Curren$y album “The Stoned Immaculate” Released
Rating 8/10
With his first major label release, The Stoned Immaculate, Curren$y has delivered a well-rounded album that rarely breaks the formula the New Orleans spitter has mastered over his many past projects.
Kicking off with the Wale-featured and Bink!-produced “What It Look Like,” the album’s first single grabs your attention immediately with its harp, strings and piano keys soulfully providing a welcome backdrop for Curren$y and his MMG guest star to do their respective things. “We smoke loud, might have to get your ears checked out, after your hoes leave the Jets hang out,” raps Spitta on the track.
Following The Stoned Immaculate‘s first collaboration are two solid tracks, “Privacy Glass”, and the Monsta Beatz-produced “Armoire” which features fellow Jet Life Recordings members, Young Roddy and Trademark, both holding their own against their “boss”; however, after the first few records, The Stoned Immaculate really kicks into high gear.
Some of the album’s strongest tracks rest within its mid-section with records like the Marsha Ambrosius-assisted “Take You There,” “Showroom” and “Capitol,” which features 2 Chainz, all portraying different sides of Spitta, yet containing the cool, calm and collected rhymes that his fans have come to love him for. “Smoking something as strong as my vivid imagination, I don’t see nothing wrong with love being naked, out this world whips my car a space station, my life is a trip my crib a vacation,” he raps on “Take You There.”
“No Squares,” features a score sample from the Playstation game God Of War, finds Curren$y reuniting with his How Fly partner Wiz Khalifa on one of two collaborations between the two MC’s on The Stoned Immaculate, and is one of the album’s strongest cuts, with both rappers preaching about their success and all the ways they get them: “no square shall enter into the circle of winners.”
The Neptunes-produced “Chasin Paper,” which also features Pharrell, is another standout followed by two of the best songs on The Stoned Immaculate which are also the album’s closing tracks, “Fast Cars” with Daz Dillinger and “Jet Life” with Big K.R.I.T. and Wiz Khalifa.
The production on The Stoned Immaculate is also top-notch despite frequent collaborator Ski Beatz being absent from the project. Ski, who has helped mold and develop the sound that Curren$y has become known for on his past projects, with all of their morphing samples and instrumentation, is “replaced” by such talent as J.U.S.T.I.C.E. League, Big K.R.I.T., The Futuristiks and a gang of others that help the MC pick up, soundwise, where Ski left off.

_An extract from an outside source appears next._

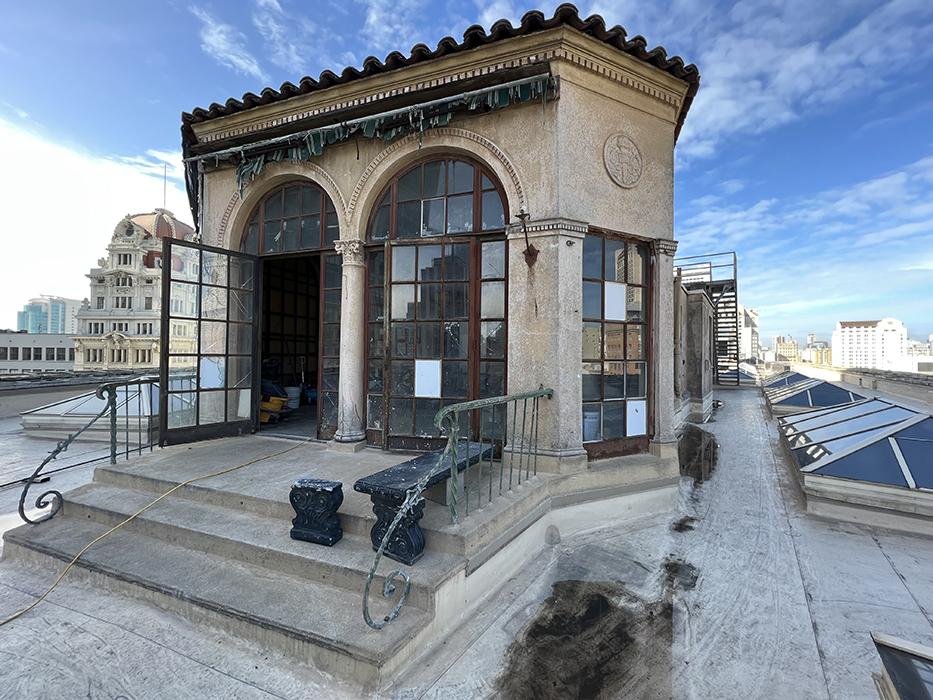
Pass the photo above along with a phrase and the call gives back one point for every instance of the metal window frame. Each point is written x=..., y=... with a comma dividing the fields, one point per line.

Overall, The Stoned Immaculate delivers, and for those that thought Curren$y might lose some of that independent “swag” by signing with Warner Bros., you can breathe a collective sigh of relief. If anything, the major label home, backing, and support may have just provided fans with a more refined-sounding album than they’ve heard from him in the past, and it surely will not disappoint his legion of old fans – or the ones who may be discovering Spitta for the first time with this album.